Hi.
First, I hope you are fine and the same for your relatives.
Normally, when BPF ring buffer are full, producers cannot write anymore and
need to wait for consumer to get some data.
As a consequence, calling bpf_ringbuf_reserve() from eBPF code returns NULL.
This contribution adds a new flag to make BPF ring buffer overwritable.
Perf ring buffers already implement an option to be overwritable. In order to
avoid data corruption, the data is written backward, see
commit 9ecda41acb97 ("perf/core: Add ::write_backward attribute to perf event").
This patch series re-uses the same idea from perf ring buffers but in BPF ring
buffers.
So, calling bpf_ringbuf_reserve() on an overwritable BPF ring buffer never
returns NULL.
As a consequence, oldest data will be overwritten by the newest so consumer will
loose data.
Overwritable ring buffers are useful in BPF programs that are permanently
enabled but rarely read, only on-demand, for example in case of a user request
to investigate problems.
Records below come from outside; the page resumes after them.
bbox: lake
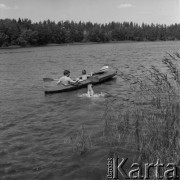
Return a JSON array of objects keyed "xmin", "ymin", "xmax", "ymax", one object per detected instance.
[{"xmin": 0, "ymin": 41, "xmax": 180, "ymax": 180}]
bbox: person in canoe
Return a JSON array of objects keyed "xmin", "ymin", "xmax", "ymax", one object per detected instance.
[
  {"xmin": 57, "ymin": 70, "xmax": 78, "ymax": 86},
  {"xmin": 77, "ymin": 69, "xmax": 90, "ymax": 81}
]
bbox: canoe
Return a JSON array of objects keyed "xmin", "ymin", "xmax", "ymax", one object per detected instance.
[{"xmin": 44, "ymin": 69, "xmax": 117, "ymax": 94}]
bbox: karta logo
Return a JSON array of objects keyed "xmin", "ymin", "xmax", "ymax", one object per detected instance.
[{"xmin": 107, "ymin": 158, "xmax": 179, "ymax": 179}]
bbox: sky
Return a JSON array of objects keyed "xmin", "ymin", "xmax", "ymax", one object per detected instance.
[{"xmin": 0, "ymin": 0, "xmax": 180, "ymax": 25}]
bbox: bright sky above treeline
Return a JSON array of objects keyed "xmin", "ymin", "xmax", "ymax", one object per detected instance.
[{"xmin": 0, "ymin": 0, "xmax": 180, "ymax": 25}]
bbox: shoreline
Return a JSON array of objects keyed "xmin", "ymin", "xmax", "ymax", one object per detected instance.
[{"xmin": 0, "ymin": 40, "xmax": 179, "ymax": 49}]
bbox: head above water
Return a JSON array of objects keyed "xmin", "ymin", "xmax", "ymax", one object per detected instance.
[
  {"xmin": 82, "ymin": 69, "xmax": 86, "ymax": 75},
  {"xmin": 64, "ymin": 70, "xmax": 70, "ymax": 76}
]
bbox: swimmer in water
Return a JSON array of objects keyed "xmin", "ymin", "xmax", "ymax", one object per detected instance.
[{"xmin": 87, "ymin": 84, "xmax": 94, "ymax": 97}]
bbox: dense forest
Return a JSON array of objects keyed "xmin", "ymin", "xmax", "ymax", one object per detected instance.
[{"xmin": 0, "ymin": 18, "xmax": 180, "ymax": 47}]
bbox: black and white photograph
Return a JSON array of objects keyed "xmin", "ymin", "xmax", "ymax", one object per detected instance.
[{"xmin": 0, "ymin": 0, "xmax": 180, "ymax": 180}]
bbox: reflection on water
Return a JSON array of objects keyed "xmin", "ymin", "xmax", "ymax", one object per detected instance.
[{"xmin": 0, "ymin": 42, "xmax": 180, "ymax": 180}]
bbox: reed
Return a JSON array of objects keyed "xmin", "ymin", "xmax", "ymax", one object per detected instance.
[{"xmin": 103, "ymin": 52, "xmax": 180, "ymax": 170}]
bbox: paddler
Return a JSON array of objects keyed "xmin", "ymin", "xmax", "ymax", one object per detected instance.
[{"xmin": 57, "ymin": 70, "xmax": 78, "ymax": 86}]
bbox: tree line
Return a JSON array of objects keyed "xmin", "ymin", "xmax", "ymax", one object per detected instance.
[{"xmin": 0, "ymin": 18, "xmax": 180, "ymax": 47}]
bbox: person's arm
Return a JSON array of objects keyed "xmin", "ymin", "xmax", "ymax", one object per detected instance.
[
  {"xmin": 69, "ymin": 78, "xmax": 79, "ymax": 84},
  {"xmin": 57, "ymin": 78, "xmax": 61, "ymax": 84}
]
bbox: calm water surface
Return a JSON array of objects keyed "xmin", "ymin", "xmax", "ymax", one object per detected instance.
[{"xmin": 0, "ymin": 42, "xmax": 180, "ymax": 180}]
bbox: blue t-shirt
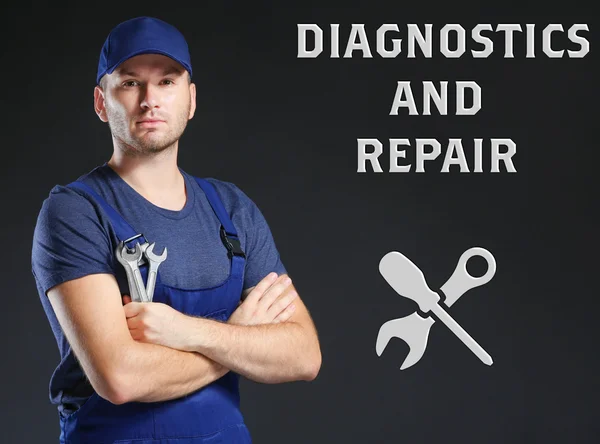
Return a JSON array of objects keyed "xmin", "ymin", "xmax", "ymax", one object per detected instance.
[{"xmin": 31, "ymin": 163, "xmax": 286, "ymax": 413}]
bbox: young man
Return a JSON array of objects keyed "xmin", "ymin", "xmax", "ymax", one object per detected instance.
[{"xmin": 32, "ymin": 17, "xmax": 321, "ymax": 444}]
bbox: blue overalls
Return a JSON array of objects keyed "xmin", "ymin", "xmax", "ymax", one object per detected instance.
[{"xmin": 60, "ymin": 178, "xmax": 252, "ymax": 444}]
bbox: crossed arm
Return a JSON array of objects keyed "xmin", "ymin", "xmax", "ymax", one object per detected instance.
[{"xmin": 48, "ymin": 274, "xmax": 321, "ymax": 404}]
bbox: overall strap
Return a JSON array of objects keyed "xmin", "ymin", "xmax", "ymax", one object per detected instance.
[
  {"xmin": 67, "ymin": 181, "xmax": 146, "ymax": 247},
  {"xmin": 194, "ymin": 177, "xmax": 246, "ymax": 259}
]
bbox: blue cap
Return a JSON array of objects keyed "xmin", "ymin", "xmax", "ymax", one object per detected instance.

We would like to use this in the Traceloop project [1].
The self test added in this series was tested and validated in a VM:
you@vm# ./share/linux/tools/testing/selftests/bpf/test_progs -t ringbuf_over
Can't find bpf_testmod.ko kernel module: -2
WARNING! Selftests relying on bpf_testmod.ko will be skipped.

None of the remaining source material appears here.